MANCHESTER

Dedication: St. Mary the Virgin, St. George and St. Denis. Formerly served by Secular Canons.

Special features: Choir-Stalls; Gordon Window.

Manchester was built for a parish church and only became a cathedral in 1847. It is a very fine specimen of Perpendicular Gothic of the early Fifteenth Century, though there are some remains of older work here and there. The oldest is the arch leading into the Lady-Chapel. This shows some influences of the Decorated style.

The choir, aisles and chapter-house date from 1422-1458; the nave was built in 1465-1481; Chapel of the Holy Trinity, 1498; Jesus Chapel, 1506; St. James’ Chantry (Ducie Chapel), 1507; St. George’s Chapel, 1508; Ely Chapel, 1515; and Lady-Chapel in 1518. The Cathedral suffered during the Civil Wars and has been much restored.

The exterior is not particularly impressive. The walls are grimy with smoke and there is no emerald sward, nor are there ivy-covered walls.

The one tower (built in 1864-1868) rises above a still more recent Western porch, designed by Basil Champneys and ornamented with a parapet and a single crocketed turret, which gives it a very unsymmetrical appearance. The square tower contains a clock in the first stage, soars 140 feet and is finished with a pierced battlement with pinnacles at the corners.

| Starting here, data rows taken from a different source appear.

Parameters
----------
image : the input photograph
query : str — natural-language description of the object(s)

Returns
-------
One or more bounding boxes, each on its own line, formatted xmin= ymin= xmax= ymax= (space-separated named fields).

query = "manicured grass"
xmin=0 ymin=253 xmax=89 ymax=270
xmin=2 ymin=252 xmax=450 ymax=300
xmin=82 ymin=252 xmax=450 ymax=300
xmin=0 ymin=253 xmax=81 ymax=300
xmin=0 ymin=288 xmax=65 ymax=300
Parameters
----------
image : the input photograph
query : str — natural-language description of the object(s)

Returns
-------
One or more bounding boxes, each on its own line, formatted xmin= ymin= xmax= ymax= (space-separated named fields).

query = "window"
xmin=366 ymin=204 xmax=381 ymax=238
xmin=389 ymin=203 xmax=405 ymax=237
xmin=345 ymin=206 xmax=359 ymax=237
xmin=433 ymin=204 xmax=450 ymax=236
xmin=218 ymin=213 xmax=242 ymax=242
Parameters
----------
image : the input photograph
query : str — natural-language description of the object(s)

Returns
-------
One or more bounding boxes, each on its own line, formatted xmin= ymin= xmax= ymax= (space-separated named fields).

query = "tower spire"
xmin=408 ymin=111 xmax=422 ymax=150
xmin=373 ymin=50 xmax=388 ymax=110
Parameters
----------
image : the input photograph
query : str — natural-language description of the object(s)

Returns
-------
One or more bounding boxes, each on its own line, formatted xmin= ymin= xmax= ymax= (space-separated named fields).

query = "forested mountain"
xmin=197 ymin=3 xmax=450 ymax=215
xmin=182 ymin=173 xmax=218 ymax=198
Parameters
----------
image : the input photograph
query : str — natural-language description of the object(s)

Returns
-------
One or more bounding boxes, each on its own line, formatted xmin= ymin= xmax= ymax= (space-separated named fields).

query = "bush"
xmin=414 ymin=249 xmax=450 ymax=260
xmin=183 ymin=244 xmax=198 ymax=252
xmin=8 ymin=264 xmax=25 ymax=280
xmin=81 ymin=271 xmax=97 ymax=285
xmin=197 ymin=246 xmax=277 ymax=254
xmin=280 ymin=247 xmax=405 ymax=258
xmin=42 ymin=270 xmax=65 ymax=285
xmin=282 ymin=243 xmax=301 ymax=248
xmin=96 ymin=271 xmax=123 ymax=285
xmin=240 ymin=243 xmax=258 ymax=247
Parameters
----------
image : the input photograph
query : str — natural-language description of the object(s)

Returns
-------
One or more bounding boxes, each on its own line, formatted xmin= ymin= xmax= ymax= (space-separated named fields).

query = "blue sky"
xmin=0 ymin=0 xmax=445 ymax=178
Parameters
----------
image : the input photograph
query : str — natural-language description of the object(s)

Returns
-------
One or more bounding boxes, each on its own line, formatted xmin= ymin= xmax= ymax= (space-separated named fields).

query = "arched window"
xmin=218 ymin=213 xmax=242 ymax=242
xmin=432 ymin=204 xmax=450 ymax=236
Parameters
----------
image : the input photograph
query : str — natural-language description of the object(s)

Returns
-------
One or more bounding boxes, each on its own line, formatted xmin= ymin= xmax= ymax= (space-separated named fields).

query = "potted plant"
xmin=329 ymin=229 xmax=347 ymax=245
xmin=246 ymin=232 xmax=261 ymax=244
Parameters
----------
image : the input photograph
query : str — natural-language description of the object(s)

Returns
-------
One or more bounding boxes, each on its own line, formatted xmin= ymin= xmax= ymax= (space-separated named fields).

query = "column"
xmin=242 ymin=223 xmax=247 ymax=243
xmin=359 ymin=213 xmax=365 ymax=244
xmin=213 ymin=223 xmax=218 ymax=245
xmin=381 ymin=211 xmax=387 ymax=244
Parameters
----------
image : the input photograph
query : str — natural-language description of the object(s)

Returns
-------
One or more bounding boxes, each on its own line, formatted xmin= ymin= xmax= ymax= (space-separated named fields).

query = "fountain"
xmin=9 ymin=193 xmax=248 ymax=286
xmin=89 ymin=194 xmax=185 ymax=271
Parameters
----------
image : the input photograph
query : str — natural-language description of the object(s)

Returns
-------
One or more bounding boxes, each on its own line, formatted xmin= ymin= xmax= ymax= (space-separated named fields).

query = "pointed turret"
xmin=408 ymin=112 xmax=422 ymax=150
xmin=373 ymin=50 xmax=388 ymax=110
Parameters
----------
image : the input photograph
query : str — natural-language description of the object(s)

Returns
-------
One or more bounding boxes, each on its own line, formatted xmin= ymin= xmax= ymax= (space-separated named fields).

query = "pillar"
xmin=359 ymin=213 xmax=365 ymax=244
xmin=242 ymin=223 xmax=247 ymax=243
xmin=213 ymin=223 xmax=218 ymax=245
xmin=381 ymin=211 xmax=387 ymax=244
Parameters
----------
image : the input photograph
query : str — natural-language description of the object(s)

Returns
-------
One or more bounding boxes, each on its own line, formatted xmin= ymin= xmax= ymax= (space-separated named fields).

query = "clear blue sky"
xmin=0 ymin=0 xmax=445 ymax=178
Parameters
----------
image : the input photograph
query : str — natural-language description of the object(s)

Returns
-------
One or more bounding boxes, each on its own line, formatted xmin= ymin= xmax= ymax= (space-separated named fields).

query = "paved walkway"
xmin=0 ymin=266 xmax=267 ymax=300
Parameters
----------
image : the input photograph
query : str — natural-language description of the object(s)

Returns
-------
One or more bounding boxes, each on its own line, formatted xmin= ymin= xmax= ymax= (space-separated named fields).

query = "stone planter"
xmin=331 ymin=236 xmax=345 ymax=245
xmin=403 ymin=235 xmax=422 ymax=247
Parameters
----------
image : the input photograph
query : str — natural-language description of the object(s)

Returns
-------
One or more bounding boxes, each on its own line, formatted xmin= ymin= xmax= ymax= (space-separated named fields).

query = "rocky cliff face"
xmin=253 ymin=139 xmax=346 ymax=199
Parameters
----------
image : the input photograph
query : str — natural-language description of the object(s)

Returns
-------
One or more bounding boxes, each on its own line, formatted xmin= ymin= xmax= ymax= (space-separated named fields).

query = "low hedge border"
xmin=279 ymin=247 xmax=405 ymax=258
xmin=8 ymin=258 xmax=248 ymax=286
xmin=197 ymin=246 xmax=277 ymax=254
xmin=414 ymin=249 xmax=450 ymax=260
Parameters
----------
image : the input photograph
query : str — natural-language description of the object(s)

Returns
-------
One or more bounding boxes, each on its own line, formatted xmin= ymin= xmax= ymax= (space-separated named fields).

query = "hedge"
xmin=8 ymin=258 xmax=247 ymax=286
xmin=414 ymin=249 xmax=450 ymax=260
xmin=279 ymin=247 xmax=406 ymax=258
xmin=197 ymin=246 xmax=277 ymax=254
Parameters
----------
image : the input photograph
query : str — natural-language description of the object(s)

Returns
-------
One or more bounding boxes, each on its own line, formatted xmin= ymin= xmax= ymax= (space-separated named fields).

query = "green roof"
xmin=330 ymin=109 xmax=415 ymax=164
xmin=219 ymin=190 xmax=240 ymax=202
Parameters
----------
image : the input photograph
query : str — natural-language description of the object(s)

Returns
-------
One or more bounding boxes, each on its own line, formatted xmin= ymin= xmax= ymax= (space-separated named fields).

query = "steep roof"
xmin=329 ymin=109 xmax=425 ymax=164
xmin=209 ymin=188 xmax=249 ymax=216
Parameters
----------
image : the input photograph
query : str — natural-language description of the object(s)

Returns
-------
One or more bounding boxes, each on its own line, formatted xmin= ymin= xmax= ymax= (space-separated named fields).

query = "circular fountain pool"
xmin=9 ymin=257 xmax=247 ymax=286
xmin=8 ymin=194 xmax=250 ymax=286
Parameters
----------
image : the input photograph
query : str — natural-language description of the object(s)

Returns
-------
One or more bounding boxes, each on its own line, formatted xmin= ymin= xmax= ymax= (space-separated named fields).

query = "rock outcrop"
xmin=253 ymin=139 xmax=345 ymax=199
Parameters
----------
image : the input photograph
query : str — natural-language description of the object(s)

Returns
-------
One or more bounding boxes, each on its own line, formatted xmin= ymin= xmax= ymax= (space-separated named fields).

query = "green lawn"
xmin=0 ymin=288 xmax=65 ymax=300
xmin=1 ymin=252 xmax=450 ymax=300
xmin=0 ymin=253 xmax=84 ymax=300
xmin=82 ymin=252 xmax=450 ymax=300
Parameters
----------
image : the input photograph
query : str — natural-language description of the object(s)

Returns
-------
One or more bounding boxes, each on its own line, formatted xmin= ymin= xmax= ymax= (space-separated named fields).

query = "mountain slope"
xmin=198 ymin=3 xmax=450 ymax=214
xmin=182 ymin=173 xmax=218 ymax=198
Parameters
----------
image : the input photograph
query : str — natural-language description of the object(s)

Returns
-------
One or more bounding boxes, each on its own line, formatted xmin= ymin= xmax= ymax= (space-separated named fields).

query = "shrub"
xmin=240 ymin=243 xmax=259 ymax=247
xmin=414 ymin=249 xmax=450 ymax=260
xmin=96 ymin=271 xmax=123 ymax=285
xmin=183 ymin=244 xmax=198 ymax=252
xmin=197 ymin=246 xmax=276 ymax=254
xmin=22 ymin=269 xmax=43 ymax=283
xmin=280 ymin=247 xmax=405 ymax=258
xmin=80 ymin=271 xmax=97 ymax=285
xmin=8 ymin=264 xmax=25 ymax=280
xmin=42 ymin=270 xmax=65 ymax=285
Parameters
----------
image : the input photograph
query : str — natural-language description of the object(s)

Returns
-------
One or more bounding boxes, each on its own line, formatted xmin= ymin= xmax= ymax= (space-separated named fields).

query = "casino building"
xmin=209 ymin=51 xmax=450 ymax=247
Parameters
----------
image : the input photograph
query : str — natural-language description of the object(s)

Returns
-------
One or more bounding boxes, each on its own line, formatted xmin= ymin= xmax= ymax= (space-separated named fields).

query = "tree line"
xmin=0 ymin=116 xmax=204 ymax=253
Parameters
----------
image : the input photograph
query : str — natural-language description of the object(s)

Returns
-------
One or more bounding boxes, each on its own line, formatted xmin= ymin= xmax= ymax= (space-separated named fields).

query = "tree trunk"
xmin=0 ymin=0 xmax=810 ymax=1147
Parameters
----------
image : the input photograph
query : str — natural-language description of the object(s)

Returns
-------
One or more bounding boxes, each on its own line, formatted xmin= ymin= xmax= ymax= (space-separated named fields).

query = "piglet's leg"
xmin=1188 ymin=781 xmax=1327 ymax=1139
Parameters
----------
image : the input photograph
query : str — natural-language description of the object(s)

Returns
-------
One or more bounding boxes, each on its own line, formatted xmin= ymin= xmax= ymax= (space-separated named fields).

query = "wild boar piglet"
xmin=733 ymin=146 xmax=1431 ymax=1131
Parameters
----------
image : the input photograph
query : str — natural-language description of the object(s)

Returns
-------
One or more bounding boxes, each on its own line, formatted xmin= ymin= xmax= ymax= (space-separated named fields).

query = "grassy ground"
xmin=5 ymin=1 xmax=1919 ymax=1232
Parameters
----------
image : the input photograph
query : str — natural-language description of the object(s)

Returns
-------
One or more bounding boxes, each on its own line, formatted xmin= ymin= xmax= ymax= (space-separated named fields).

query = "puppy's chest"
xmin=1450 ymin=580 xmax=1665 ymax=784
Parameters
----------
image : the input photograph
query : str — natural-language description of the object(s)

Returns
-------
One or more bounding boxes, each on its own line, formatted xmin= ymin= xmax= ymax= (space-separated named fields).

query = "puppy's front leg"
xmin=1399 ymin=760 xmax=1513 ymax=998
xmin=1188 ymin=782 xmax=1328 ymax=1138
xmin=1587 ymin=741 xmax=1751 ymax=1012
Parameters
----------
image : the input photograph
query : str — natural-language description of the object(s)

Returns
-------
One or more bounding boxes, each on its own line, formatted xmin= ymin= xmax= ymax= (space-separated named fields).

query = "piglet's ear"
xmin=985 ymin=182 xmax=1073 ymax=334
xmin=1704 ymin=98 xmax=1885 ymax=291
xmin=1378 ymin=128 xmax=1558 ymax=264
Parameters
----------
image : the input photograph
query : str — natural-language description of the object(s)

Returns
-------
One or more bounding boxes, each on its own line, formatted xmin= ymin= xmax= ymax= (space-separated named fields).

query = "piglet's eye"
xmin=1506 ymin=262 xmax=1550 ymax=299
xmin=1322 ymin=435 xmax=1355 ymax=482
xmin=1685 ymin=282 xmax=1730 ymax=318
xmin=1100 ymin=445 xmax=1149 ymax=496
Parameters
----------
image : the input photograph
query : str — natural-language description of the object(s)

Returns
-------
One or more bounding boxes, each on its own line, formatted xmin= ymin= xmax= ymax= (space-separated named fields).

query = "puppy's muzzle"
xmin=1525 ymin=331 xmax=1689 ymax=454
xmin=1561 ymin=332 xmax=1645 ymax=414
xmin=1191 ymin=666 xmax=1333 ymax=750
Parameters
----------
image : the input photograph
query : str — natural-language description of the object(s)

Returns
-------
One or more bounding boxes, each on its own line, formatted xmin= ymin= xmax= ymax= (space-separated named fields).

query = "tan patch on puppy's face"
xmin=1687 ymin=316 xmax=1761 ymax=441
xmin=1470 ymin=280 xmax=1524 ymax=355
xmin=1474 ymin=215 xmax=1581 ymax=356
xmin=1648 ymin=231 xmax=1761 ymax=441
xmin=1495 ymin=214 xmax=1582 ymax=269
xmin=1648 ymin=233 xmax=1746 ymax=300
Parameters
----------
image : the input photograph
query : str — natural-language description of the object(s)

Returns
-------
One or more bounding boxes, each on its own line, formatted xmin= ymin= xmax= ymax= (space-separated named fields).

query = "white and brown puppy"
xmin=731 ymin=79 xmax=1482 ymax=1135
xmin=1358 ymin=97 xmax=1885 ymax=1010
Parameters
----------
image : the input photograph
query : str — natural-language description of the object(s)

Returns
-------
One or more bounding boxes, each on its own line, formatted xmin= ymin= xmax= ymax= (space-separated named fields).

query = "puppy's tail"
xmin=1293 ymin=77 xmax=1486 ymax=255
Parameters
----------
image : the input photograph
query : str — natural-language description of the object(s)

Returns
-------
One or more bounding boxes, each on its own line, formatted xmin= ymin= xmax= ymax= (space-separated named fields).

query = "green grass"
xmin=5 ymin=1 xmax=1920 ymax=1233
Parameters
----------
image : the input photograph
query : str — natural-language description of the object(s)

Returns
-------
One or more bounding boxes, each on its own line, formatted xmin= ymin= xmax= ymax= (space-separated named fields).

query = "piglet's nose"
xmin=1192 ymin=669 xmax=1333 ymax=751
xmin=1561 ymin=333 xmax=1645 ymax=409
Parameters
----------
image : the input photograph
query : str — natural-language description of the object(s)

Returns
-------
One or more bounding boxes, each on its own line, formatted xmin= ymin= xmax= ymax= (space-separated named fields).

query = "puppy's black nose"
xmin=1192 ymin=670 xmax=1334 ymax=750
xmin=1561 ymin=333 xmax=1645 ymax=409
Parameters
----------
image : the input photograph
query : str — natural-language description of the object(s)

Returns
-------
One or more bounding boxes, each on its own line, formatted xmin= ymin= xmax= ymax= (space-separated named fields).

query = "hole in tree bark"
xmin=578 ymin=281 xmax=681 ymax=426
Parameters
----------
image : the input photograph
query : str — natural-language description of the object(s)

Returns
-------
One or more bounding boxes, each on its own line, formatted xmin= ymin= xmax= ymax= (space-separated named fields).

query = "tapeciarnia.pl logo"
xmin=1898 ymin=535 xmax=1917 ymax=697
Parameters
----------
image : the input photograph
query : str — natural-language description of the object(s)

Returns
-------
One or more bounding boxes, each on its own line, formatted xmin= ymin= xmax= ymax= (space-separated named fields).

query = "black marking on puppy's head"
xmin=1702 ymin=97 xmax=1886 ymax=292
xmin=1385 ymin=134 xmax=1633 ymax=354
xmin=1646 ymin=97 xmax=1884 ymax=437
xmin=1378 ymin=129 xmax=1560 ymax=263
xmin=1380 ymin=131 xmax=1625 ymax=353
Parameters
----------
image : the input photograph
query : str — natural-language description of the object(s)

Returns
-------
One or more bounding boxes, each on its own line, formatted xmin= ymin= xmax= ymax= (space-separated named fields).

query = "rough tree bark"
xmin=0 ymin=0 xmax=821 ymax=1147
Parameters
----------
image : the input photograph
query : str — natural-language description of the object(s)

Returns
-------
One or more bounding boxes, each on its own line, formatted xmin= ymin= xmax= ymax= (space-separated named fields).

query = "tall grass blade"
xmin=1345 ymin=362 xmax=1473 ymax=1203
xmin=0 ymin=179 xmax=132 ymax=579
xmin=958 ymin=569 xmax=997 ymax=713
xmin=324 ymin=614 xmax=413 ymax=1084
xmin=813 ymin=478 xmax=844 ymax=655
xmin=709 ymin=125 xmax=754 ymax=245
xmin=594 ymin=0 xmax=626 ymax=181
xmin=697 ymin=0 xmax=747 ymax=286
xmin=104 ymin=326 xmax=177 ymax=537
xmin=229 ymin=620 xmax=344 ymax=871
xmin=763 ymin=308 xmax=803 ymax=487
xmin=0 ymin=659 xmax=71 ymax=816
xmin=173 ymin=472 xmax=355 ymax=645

Turning round the corner, we come to the South porch, two bays and two stories (modern) and elaborately carved. Next comes the Jesus Chapel; then the octagonal Chapter-House; then the Fraser memorial chapel; and then we turn the corner and come to the Lady-Chapel, unusually small and projecting only about eighteen feet. The windows are Eighteenth Century, though the tracery is Decorated in general character.

Passing the window of the north-choir-aisle and the eastern end of the Derby Chapel, we again turn the corner. The first projection is the Ely Chapel and the next and smaller one is an engine room used for working the organ. The small door next opens into the ante-chapel of the Derby Chapel. Finally we reach the north porch.

“It is a dimly lighted building; this is due chiefly to two causes: first to the fact that it is enormously wide, and the aisle windows are therefore far from the central nave, and secondly to the fact that almost all the windows both of aisles and clerestory are filled with painted glass, in many cases of a deep colour, and rendered still more impervious to light by the incrustation of carbon deposited on their outside by the perpetual smoke of the city. So dark is the church that in the winter months it has generally to be lit with gas all the day long, and even in the summer, in comparatively bright weather, some gas burners will generally be found alight. The mist also of the exterior atmosphere finds its way into the building, and hangs beneath the roof, lending an air of mystery to the whole place, and giving rise to most beautiful effects when the sunlight streams through the clerestory windows. The tone also of the nave arcading and clerestory rebuilt in recent years, of warm, rose-coloured sandstone, is very lovely.”—(T. P.)